Ruth Bader Ginsburg left an environmental legacy — Republicans could erase it
The death of United States Supreme Court Justice Ruth Bader Ginsburg last week shook the country.
The death of United States Supreme Court Justice Ruth Bader Ginsburg shook the country.
Over her 27-year tenure, Ginsburg penned 483 opinions in unwavering support of women’s rights and gender equality. But these protections aren’t all we stand to lose: The late justice was also a semi-reliable vote for the environment, and her replacement could damper environmental progress for decades to come.
“As much as people are talking about women’s rights and civil rights, environmental protection is very much in the balance at the Supreme Court,” said Maya van Rossum, director of the environmental nonprofit Delaware Riverkeeper Network, in an interview with StateImpact Pennsylvania. “I am very concerned that we are going to see a concerted effort at the highest level in the federal courts to roll back environmental protections, which would have a devastating effect on people’s lives and health.”
For decades, Ginsburg used the law to protect communities from pollution.
She helped keep air pollution from crossing state lines and toxic chemicals from entering waterways via groundwater. But most notably, she was part of the five-justice majority in Massachusetts v. Environmental Protection Agency (EPA), the Supreme Court’s first-ever ruling on climate change.
The decision solidified the EPA’s authority, through the Clean Air Act, to regulate car emissions. It also paved the way for federal regulations of carbon dioxide emissions in 2009, an effort led by the Obama administration. The Court unanimously doubled down on this ruling in 2011, when Ginsburg wrote the opinion stating that the EPA should control emissions, not states.
“The appropriate amount of regulation in a particular greenhouse gas producing sector requires informed assessment of competing interests,” she wrote. “The expert agency [EPA] is surely better equipped to do the job than federal judges, who lack the scientific, economic, and technological resources an agency can utilize in coping with issues of this order.”

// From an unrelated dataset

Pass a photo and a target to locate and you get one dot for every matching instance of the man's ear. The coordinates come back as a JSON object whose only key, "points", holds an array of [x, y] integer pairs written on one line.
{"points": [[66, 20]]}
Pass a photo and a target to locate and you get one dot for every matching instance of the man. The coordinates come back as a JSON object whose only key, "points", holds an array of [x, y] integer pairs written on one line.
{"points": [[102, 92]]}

But her legacy is complicated, too, because she tended to make decisions based on nuances of the law rather than what was always best for the planet, according to E&E News. Earlier this year, for example, Justices Ginsburg and Stephen Breyer joined a conservative majority to uphold the U.S. Forest Service permitting an $8 billion, 600-mile pipeline to cross under the Appalachian Trail.

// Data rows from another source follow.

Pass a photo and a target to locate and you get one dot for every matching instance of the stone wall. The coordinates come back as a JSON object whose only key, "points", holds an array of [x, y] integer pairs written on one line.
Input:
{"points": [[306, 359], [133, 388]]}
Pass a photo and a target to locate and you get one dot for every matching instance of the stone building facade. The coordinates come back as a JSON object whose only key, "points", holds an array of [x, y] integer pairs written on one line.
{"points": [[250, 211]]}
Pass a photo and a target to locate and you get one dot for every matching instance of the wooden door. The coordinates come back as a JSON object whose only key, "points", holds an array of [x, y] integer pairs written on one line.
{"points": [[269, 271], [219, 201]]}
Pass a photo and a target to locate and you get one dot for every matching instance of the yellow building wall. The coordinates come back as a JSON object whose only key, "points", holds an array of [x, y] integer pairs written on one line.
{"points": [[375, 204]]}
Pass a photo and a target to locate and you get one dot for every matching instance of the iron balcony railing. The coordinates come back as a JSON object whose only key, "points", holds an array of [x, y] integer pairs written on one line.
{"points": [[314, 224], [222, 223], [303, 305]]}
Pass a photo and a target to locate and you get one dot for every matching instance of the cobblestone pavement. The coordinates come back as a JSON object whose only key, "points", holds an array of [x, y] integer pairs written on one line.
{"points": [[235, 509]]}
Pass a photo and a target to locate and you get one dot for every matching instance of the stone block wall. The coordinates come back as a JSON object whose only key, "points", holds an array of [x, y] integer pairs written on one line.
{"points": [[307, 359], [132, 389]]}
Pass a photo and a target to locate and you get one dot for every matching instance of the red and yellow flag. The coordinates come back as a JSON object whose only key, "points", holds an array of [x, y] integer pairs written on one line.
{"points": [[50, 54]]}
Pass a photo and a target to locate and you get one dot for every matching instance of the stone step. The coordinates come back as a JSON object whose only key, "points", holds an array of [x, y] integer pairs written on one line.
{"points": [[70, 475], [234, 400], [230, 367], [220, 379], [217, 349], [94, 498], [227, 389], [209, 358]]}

To be clear, Ginsburg voted in more good legislation than bad, but now that she’s gone, the highest court in the U.S. may stall on climate legislation, just when we need it most.
This past weekend, Trump nominated Amy Coney Barrett to the Supreme Court, setting off an unprecedented race to confirm her before Election Day. Barrett is staunchly conservative, and though her environmental record is mostly unknown, she’s likely to side with Trump’s other picks, who, together, could help him solidify a legacy of environmental deregulation.
Democrats face an uphill battle to delay the confirmation vote and would need the help of a few Senate republicans — but it’s not impossible. Ginsburg always had faith that justice would prevail in the end.
“Justices continue to think and can change,” she said in 2014. “So, I am ever hopeful that if the court has a blind spot today, its eyes will be open tomorrow.”
Still, one thing is abundantly clear: It’s not just women who have to vote like their rights depend on it; it’s every person who prefers the planet liveable.